I MANAGED to go all day today without a cigarette or a nicotine patch. I might be getting there.

OH, AND today we had fresh Rolos.


SEPTEMBER 9


madoc the cat


NOW available from MutCo: the new Tard-In-A-Box. Fun for all the family. Fully machine-washable. Assembled in China from lead and pet food. Guaranteed to contain at least three brain cells. Only $14.99 plus $250 postage. Operators are standing by, so call now!


SEPTEMBER 5


candy bowl


THERE'S this strange American custom (which I think I've mentioned before) where people bring in chocolate and sweets and leave them on their desks for others to help themselves. I've been helping myself to them for months out of the jar one of the advertising girls has and the other day I suddenly felt guilty for all the choccy I've nicked and put a couple of dollars in the jar for her to buy more.

Now there's been a few problems in the past which mainly revolve around the fact that the bowl is frequently filled with Reese's candy. Far from being a good thing, this is a disaster on a par with the Star Wars prequels. For while Reese's make chocolate, they feel the need to add peanut butter to it.

Now excuse me if I go off on a tangent (it's my website so screw you) but I have a question: Who in the name of cocking Christ thought chocolate and peanut butter go together? It's bastard horrible. It's an idea up there with giving Jeffrey Dahmer a big knife, a cooking stove and a Boy Scout. Put it this way: At no point have I ever looked at, say, a Yorkie and thought, "what that big bar of delicious chocolate really needs is to be plastered in peanut butter." When I buy Ev a box of chocolates (which I never have, but that's not the point) I don't think, "I know - I'll improve the taste and texture of these $25 choccies by dipping them in Von's own-brand extra-chunky peanut butter." (What I think is, "Christ, I could have got a toy Mini instead.") Hey, I know - try it for yourself. Get some chocolate. Plaster it in peanut butter. Eat it. Want to puke? Welcome to my world.
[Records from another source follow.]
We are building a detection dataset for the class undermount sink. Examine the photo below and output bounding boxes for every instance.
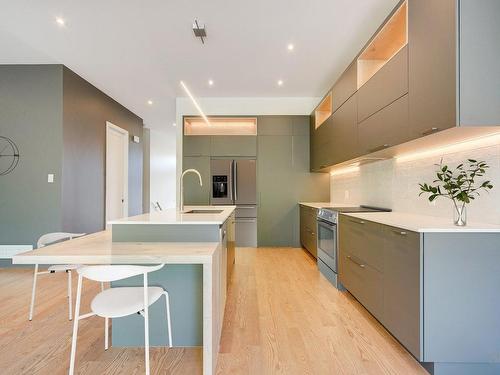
[184,210,223,214]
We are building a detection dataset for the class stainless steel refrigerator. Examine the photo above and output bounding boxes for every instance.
[210,159,257,247]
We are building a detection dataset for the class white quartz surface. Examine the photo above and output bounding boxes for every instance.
[108,206,236,225]
[342,212,500,233]
[299,202,345,208]
[12,230,220,264]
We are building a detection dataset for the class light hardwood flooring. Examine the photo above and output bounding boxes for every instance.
[0,248,427,375]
So tonight I feel like something sweet and went to get some choccy. To my delight there were Rolos in there (I didn't know you could get Rolos in the States. I still can't find a sodding Mars bar though) and I grabbed a couple and returned to my desk. Upon opening the wrapping paper, I found this:


rolo


Christ on a bike, how old is this Rolo? It looks like it belongs in the Egyptian section of the British Museum. I didn't put $2 in the jar and go without a pack of crisps for this. I was hoping for bite-size Mounds (sort of like a Bounty but with almonds) or something. But not ancient Rolos. So I left a note in the bowl:


candy jar


I did debate adding "or the puppy gets it" but I think I've made my point.

ON ANOTHER note, sorry for not keeping this updated but I've been through a series of mood swings recently thanks to nicotine withdrawal. However, as I'm now coming up to my 11th week since giving up the urge to kill is subsiding, meaning I should be spending more time updating the site and less wanting to kill every last one of you.